A past lecture introduced the concept of the sum of the squared differences between the dependent variable's mean and its estimated values, $SSR := \sum \left(\hat Y_i – \overline Y\right)^2$. My lecturer's notes offer the additional following formula for the sum of squares due to regression:

$$SSR = a_1 \sum Y_i + b_1 \sum Y_i X_i – n\overline Y^2$$

where $a_1, b_1$ are the coefficients for the regression line $\hat Y_i = a_1 + b_1 X_i$, and $\overline X, \overline Y$ are the arithmetic means for the values of the data set, $X_i, Y_i$.

My lecturer's notes offer no additional explanations (it's a statistics for economics class), and no matter how much I try to tinker with Gauss' normal equations, I can't figure out how exactly they arrive at this result.
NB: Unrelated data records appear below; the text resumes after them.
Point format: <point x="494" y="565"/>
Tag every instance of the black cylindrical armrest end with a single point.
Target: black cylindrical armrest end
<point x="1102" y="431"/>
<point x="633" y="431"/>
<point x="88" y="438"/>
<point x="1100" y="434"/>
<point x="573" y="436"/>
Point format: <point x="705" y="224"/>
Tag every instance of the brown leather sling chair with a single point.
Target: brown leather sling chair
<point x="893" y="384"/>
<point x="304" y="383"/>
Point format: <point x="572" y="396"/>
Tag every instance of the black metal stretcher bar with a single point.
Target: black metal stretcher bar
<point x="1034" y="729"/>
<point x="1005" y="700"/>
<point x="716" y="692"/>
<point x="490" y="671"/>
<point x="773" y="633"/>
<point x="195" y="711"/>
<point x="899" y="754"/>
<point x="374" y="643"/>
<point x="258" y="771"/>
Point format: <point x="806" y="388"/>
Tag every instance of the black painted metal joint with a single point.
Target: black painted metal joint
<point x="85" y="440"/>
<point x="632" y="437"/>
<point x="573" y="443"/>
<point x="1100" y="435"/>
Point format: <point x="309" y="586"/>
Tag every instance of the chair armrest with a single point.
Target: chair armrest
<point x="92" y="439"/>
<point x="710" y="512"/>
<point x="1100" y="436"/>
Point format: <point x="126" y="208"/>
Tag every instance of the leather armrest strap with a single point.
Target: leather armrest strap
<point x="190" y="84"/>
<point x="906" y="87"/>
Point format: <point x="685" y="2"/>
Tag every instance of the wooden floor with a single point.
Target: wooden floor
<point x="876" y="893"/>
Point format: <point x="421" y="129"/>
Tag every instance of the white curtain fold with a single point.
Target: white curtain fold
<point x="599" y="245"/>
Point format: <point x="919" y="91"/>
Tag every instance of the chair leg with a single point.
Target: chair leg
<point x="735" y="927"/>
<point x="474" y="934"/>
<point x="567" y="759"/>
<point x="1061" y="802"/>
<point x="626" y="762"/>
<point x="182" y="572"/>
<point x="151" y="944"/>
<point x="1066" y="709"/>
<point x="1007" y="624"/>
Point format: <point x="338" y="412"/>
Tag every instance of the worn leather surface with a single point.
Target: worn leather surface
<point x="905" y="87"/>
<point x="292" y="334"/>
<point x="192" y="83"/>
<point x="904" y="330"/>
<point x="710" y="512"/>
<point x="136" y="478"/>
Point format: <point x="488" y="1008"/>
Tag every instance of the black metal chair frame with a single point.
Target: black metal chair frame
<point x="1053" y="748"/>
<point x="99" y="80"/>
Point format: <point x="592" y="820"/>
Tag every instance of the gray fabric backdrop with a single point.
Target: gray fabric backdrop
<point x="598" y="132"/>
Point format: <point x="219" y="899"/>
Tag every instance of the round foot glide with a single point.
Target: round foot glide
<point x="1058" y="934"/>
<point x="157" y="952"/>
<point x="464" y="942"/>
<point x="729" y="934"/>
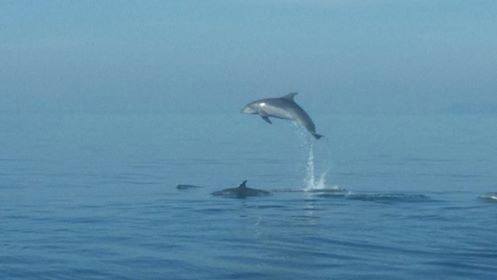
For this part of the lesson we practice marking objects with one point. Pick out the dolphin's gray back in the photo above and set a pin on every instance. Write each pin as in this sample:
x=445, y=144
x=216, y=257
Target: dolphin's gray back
x=287, y=109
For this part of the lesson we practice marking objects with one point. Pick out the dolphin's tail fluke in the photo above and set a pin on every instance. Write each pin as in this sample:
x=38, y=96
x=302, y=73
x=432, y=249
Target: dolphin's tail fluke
x=317, y=136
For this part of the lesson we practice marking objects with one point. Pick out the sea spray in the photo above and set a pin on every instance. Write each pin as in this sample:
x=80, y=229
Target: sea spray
x=310, y=181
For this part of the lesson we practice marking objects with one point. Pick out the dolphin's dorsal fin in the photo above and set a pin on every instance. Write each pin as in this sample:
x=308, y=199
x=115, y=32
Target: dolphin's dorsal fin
x=290, y=96
x=243, y=185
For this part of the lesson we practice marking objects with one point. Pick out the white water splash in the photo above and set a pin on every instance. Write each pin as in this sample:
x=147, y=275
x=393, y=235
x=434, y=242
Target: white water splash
x=311, y=183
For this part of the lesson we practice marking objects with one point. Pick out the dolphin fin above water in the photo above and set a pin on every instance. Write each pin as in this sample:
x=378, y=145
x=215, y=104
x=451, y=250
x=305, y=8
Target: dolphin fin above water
x=243, y=184
x=241, y=191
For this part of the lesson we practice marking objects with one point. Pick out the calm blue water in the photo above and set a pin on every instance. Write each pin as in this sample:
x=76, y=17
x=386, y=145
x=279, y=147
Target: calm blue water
x=94, y=197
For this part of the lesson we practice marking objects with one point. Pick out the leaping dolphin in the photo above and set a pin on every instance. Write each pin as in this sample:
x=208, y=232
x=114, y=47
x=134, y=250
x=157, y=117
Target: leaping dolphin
x=241, y=192
x=282, y=108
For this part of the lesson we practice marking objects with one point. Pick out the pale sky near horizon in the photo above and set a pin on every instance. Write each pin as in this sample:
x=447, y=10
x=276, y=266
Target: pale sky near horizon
x=342, y=56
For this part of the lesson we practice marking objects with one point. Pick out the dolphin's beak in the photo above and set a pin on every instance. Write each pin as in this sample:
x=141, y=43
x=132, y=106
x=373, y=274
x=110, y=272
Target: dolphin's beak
x=247, y=110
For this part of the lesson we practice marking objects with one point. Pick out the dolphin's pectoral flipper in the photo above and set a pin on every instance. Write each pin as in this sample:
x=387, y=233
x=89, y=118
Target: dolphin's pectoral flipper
x=266, y=118
x=290, y=96
x=243, y=184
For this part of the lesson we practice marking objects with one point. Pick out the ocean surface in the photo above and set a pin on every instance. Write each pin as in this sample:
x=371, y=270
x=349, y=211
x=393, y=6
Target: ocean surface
x=93, y=196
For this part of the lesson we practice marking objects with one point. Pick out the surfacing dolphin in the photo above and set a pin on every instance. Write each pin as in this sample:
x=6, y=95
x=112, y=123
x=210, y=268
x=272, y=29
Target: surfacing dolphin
x=282, y=108
x=241, y=192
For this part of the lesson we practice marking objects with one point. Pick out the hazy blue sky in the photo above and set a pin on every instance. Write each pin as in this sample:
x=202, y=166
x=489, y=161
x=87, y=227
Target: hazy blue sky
x=160, y=56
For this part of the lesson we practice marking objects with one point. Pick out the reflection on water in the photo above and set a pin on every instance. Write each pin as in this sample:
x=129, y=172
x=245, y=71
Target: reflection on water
x=95, y=196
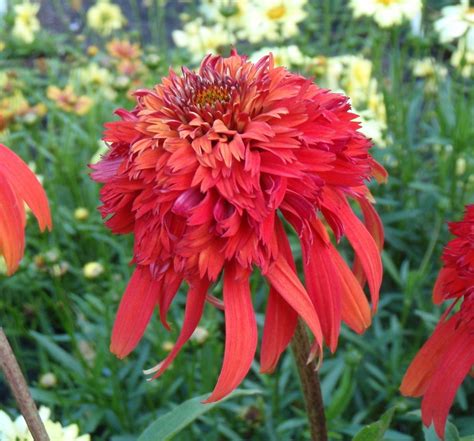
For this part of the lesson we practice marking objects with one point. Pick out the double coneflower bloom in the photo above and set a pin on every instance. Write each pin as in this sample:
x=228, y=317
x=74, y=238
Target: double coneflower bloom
x=448, y=356
x=209, y=171
x=18, y=186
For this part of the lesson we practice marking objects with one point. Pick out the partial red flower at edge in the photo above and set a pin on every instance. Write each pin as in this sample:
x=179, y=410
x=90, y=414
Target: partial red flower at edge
x=205, y=171
x=447, y=357
x=18, y=185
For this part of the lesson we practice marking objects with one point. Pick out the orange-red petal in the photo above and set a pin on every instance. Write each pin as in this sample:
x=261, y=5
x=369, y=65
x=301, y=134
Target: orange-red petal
x=26, y=186
x=240, y=332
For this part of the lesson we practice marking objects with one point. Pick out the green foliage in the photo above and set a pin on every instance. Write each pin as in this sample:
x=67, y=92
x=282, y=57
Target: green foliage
x=170, y=424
Would anyone have a reference I could use, or an explanation of how this equation comes about?

Best Answer

It is often worth it to write these models as a linear expression in lieu of expanding every possible sum. As is usual, I will write variables in lower case and matrices in upper case, otherwise notation will be a mess.
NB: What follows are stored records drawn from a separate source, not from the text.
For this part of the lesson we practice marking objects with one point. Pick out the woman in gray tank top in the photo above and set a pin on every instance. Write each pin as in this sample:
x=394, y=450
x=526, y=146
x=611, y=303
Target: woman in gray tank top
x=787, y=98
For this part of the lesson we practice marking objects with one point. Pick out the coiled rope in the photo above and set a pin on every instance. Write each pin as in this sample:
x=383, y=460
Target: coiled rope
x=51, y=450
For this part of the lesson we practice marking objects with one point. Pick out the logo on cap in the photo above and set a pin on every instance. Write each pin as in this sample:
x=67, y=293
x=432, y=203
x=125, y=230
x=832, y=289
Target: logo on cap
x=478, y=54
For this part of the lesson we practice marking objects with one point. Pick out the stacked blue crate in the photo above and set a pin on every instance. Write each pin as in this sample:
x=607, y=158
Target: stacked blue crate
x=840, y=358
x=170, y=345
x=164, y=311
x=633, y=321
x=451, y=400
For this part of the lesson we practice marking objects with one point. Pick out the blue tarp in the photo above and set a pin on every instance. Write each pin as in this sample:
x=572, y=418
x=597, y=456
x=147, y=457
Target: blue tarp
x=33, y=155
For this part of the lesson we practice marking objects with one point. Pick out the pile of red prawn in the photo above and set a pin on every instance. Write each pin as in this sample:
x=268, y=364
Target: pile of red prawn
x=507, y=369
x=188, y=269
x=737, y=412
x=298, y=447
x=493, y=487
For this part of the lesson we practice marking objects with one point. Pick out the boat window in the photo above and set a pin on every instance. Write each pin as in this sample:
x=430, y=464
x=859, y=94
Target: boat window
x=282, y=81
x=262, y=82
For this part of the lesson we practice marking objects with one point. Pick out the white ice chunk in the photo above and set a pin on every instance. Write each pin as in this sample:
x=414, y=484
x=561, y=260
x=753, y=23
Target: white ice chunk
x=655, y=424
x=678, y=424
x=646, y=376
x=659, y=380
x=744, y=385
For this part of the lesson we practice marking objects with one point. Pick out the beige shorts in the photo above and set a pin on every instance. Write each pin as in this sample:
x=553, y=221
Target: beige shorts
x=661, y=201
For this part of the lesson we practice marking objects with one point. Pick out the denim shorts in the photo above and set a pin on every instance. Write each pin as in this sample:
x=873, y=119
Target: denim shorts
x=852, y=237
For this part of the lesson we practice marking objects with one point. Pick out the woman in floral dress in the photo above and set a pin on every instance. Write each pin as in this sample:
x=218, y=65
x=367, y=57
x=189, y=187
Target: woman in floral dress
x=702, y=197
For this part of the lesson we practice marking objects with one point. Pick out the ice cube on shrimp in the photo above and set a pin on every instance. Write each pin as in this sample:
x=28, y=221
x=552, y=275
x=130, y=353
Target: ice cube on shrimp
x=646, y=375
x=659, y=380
The model is $E(y) = X\beta,$ where $X$ is a matrix of full rank. We want to find the $\beta$ such that $\|y - X\beta\|^2$ is minimum. Calculus yields $$ \hat \beta = (X^\intercal X)^{-1} X^\intercal y $$ In your case, $X = [\mathbf{1}, x]$ where $x$ is your measurements (which you denoted with $X_i$) and $\mathbf{1}$ is a vector of ones. It is easy to see that $$ (X^\intercal X)^{-1} = \left[\begin{matrix} n &n\bar x\\n \bar x & x^\intercal x\end{matrix}\right]^{-1} = \dfrac{1}{n(x^\intercal x - n \bar x^2)} \left[\begin{matrix} x^\intercal x &-n\bar x \\-n \bar x&n\end{matrix}\right] $$ and $$ X^\intercal y = \left[\begin{matrix} n \bar y \\ x^\intercal y\end{matrix}\right], $$ so then $\hat \beta$ is $$ \hat \beta = \dfrac{1}{x^\intercal x - n \bar x^2}\left[\begin{matrix} (x^\intercal x) \bar y - (x^\intercal y) \bar x \\ x^\intercal y - n \bar x \bar y\end{matrix}\right]. $$ If $\hat \beta = (a, b)^\intercal,$ the previous solution reduces to $$ a = \bar y - \bar x b, \quad b = \dfrac{x^\intercal y - n \bar x \bar y}{x^\intercal x - n \bar x} = \dfrac{s_{xy}}{s_{xx}}, $$ where, for given vectors $v$ and $w,$ we write $$ s_{vw} = \dfrac{v^\intercal w - n \bar v \bar w}{n}, $$ which is the most common estimate of the covariance between them.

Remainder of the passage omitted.